GE has a team called the Sourcing Team that’s functionality is to determine the consumption of flow parts for a given turbine. Due to the high volume of maintenance requests, the sourcing team makes predictions using a software called servigistics. Servigistics makes predictions on a part-id specific level using historically weighted averages of the parts that were consumed for a given turbine. Since flow part consumption is dictated by discrete consumption events, there is an opportunity to incorporate all event information that the Sourcing Team, the team we’ve been working with, currently doesn’t utilize.

Project Objective

There is an opportunity to improve the current process used to predict flow part consumption by utilizing information about turbine maintenance events. This led us to more accurately predicting the consumption of flow parts. This was done by providing the sourcing team with visibility to the events in which the parts were consumed. This means that we incorporated information about the inspection type, region, and turbine frame,  that GE was not utilizing. This will allow the sourcing team to have an accurate number of flow parts on hand when needed, which in turn will reduce unnecessary costs associated with the ordering of flow parts.

Design Strategy

Our approach for developing our methodology was first taking into account what information influenced flow part consumption. The first analysis looked at the scheduling of the maintenance requests. Our findings told us that we can make the assumption that when a maintenance is to occur, it happens at the time the GE sets. Our findings also showed that the type of inspection of the maintenance influences part consumption.
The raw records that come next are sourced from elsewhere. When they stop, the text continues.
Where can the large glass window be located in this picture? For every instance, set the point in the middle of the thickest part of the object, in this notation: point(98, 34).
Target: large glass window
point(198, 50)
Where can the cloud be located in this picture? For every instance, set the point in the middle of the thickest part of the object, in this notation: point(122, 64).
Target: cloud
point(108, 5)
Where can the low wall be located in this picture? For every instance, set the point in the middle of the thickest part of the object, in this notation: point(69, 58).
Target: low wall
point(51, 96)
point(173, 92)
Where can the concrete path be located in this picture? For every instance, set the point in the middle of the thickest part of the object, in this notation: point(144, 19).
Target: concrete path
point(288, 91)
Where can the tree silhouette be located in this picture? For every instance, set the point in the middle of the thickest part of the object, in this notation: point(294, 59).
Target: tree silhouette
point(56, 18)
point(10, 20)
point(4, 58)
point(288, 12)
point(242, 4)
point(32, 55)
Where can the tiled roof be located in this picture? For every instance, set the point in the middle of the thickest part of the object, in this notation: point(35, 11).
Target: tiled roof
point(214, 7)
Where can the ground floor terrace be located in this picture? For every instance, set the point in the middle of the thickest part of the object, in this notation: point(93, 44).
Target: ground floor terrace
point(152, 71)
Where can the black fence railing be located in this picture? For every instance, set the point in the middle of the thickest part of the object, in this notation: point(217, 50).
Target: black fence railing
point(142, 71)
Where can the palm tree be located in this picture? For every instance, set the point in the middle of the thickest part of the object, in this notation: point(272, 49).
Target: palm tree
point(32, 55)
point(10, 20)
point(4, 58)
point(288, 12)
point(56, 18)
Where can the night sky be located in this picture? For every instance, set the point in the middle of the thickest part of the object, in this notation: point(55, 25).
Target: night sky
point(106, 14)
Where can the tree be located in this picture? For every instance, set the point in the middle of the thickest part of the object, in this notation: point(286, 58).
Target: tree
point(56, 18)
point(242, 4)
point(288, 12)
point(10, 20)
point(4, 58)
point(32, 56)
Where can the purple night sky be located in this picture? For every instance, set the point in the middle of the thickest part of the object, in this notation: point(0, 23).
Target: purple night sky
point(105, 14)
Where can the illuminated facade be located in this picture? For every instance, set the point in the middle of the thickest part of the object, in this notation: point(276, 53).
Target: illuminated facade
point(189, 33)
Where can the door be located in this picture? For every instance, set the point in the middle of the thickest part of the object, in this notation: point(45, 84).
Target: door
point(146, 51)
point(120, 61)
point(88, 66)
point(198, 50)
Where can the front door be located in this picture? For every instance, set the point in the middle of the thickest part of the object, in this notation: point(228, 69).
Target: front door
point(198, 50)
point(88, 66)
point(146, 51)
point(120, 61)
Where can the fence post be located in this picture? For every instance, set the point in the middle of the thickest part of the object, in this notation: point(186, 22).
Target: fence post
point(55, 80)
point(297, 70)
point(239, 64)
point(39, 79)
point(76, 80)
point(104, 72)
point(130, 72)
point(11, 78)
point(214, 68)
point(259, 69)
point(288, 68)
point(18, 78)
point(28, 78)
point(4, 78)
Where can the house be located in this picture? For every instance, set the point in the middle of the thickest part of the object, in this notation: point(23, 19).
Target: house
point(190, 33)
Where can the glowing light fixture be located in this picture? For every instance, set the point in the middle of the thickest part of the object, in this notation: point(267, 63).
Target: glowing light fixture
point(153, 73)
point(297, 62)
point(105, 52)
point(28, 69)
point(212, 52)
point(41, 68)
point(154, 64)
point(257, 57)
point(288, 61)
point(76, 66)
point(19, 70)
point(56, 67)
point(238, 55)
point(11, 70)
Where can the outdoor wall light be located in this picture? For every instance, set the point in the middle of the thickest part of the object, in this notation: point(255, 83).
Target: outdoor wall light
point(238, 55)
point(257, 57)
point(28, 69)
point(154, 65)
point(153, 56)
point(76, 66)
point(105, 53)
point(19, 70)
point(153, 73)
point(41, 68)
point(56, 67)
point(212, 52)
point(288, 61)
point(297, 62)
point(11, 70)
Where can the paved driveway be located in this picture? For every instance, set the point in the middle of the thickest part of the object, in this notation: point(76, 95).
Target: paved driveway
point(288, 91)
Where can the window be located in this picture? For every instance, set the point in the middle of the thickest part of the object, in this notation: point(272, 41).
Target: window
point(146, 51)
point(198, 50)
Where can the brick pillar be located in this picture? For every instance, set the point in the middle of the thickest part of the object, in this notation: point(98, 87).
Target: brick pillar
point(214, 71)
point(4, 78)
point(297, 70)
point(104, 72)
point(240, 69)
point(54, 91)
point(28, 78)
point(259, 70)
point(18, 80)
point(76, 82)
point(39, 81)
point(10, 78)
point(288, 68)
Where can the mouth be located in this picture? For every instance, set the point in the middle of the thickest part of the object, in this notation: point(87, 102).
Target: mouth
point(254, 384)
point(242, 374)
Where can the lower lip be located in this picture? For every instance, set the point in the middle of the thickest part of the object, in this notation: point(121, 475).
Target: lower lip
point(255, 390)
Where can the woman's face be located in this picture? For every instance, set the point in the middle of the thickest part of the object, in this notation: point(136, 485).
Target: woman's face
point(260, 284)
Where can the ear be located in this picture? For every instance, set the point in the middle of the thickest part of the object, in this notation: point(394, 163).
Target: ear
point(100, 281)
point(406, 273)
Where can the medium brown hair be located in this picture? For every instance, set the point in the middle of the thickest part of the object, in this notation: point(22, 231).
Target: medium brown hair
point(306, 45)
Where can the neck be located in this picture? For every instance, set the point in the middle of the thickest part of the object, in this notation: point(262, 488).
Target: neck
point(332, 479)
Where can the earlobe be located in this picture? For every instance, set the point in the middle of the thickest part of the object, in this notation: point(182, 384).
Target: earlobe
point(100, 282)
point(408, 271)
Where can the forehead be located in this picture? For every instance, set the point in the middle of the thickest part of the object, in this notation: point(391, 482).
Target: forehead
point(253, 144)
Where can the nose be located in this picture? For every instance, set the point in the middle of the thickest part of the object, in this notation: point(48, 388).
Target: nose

Based off of this information about their current system, the best approach for our project was transitioning from servergistics methodology of predicting based on the historically weighted averages of each part ID to predicting using a maintenance event based approach.  This means instead of just looking at how many parts were ordered, we are looking to what factors played into those parts being ordered.

We tested and validated this methodology by comparing part consumptions between historically weighted averages with part consumptions that had taken inspection type region, and turbine frame into account.

Deliverables

Predictive Part Consumption Tool (PPCT): Predicts flow part consumption by month and by region. The PPCT provides the Sourcing Team better visibility to future maintenance inspections and the predicted parts associated with those events. 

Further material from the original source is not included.